- • Created: 1894
- • Abolished: 1974
- • Succeeded by: Braintree District
- Status: Rural district
- • HQ: Bocking

= Braintree Rural District =

Former local government area in the UK

Braintree Rural District was a local government district in the county of Essex, England. Established under the Local Government Act 1894, it served as an administrative division in the rural areas surrounding Braintree.

== History ==
Braintree Rural District was created in 1894 as part of widespread local government reforms. It initially encompassed numerous civil parishes within the county of Essex.

In 1934, the district underwent significant changes when the parish of Bocking was removed and merged into the newly established Braintree and Bocking Urban District. This division resulted in the rural district being split into two separate geographical areas. Despite this reorganization, the district retained its name and was administered from Bocking.
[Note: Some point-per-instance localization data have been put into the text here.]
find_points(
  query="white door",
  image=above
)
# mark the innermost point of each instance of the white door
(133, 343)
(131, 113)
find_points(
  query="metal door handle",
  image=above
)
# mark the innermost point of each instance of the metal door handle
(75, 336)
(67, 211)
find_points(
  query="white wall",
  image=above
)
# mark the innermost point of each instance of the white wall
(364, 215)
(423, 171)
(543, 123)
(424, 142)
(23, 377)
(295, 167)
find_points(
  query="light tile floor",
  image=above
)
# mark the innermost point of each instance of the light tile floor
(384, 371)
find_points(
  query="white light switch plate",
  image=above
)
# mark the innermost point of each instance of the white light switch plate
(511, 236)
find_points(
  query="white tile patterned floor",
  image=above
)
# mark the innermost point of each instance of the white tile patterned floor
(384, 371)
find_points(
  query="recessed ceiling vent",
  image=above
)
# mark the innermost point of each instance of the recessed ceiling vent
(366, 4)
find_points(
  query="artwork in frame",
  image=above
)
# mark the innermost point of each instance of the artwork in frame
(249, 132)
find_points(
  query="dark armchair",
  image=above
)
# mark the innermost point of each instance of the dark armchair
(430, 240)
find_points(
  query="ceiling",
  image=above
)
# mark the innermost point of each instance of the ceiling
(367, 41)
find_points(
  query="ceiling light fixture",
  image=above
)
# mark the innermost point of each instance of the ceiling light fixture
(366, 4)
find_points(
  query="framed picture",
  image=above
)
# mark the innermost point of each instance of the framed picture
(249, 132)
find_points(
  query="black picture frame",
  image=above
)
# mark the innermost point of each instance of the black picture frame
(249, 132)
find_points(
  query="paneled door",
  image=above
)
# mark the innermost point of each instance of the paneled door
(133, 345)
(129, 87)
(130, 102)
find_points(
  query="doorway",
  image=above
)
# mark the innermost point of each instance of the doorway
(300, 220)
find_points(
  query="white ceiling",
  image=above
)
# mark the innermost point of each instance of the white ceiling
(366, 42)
On 1 April 1974, the district was abolished under the Local Government Act 1972. Its area was incorporated into the newly formed Braintree District, which combined several urban and rural areas in the region.

== Civil parishes ==
At the time of its dissolution in 1974, Braintree Rural District comprised 20 civil parishes:

- Bardfield Saling
- Black Notley
- Bradwell
- Coggeshall
- Cressing
- Fairstead
- Faulkbourne
- Feering
- Finchingfield
- Great Bardfield
- Great Saling
- Hatfield Peverel
- Kelvedon
- Panfield
- Rayne
- Shalford
- Stisted
- Terling
- Wethersfield
- White Notley

== Legacy ==
The Braintree Rural District's legacy continues as part of the larger administrative area of the District of Braintree, which governs a mix of urban and rural communities.